Cutting Mushrooms est le deuxième volet d’une série que tu présentes comme un «dictionnaire des créatures fantastiques». Peux-tu revenir sur l’histoire de ce projet ?
Ce projet au long cours a pour objectif de créer un jour une édition composée d’un «bestiaire» d’une vingtaine de créatures fantastiques. Ces créatures peuplent un environnement imaginaire et chacune sont liées à des expériences intimes. Quand j’étais plus jeune, j’écrivais beaucoup et j’avais l’habitude de créer des figures en entremêlant des souvenirs, des situations familières et des créatures monstrueuses. Avec le recul, j’ai compris que c’était une forme de réponse face à des situations troublantes. C’est dans cette transfiguration entre la réalité et la fiction que j’ai puisé ma conception de la monstruosité. Aujourd’hui, je continue de développer avec plus de conscience cette pratique et passer par le corps me permet d’informer davantage mon travail d’écriture. Les performances qui découlent de ce bestiaire sont pour moi des traductions à travers un médium différent.

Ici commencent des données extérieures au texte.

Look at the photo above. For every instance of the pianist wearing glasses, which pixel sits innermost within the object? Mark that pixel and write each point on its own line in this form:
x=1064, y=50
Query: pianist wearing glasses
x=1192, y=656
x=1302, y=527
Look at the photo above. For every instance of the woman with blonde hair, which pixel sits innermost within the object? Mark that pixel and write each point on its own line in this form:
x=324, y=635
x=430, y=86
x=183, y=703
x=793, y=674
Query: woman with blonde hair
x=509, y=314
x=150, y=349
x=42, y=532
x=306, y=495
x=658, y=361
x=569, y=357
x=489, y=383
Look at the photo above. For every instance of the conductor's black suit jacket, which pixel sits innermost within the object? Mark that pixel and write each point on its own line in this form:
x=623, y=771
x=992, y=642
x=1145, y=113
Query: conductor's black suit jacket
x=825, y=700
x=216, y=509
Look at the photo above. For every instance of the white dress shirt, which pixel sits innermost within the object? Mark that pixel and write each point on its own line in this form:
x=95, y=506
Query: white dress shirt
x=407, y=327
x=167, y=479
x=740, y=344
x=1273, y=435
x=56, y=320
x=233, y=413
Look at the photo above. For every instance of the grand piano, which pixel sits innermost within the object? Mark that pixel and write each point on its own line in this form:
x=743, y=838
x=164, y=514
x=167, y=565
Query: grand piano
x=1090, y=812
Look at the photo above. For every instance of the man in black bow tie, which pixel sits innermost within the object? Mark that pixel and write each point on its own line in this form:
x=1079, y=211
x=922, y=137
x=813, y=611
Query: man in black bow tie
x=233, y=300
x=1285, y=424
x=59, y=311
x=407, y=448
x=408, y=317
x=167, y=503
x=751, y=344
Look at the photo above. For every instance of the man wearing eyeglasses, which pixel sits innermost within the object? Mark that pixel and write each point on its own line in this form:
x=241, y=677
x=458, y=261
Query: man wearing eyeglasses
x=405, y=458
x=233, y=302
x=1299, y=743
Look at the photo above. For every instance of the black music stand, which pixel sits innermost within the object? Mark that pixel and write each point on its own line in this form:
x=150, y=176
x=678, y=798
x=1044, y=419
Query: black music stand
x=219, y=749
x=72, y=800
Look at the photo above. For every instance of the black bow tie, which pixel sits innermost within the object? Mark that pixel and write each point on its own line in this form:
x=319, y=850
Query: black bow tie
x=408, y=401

Comment naissent ces «créatures fantastiques» ?
Mon travail se fonde sur une méthode que j’ai nommée «Monstrarchéologie». Il s’agit d’une pratique qui consiste à déconstruire mon ressenti afin de faire surgir des figures distordues composées de micro-transformations inachevées. Je m’intéresse à la représentation d’événements ambiguës de mon passé et je cherche à les traduire à l’aune de mon travail artistique, avec la distance qu’elle me permet. En me basant sur cette méthode, j’explore la monstruosité qui surgit de ce souvenir par la distorsion de la normativité du corps, de la voix, du son, du langage, etc. Pour moi, les monstres sont une métaphore pour parler de la réalité, en particulier des questions de hiérarchie, de domination et de normes. Les monstres représentent ce qui est mis à distance, ce qui est caché.
Le film Tetsuo : The Iron Man de Tsukamoto Shinya a été une référence importante dans cette recherche. En quoi cette œuvre est-elle venue nourrir la dramaturgie de Cutting Mushrooms ?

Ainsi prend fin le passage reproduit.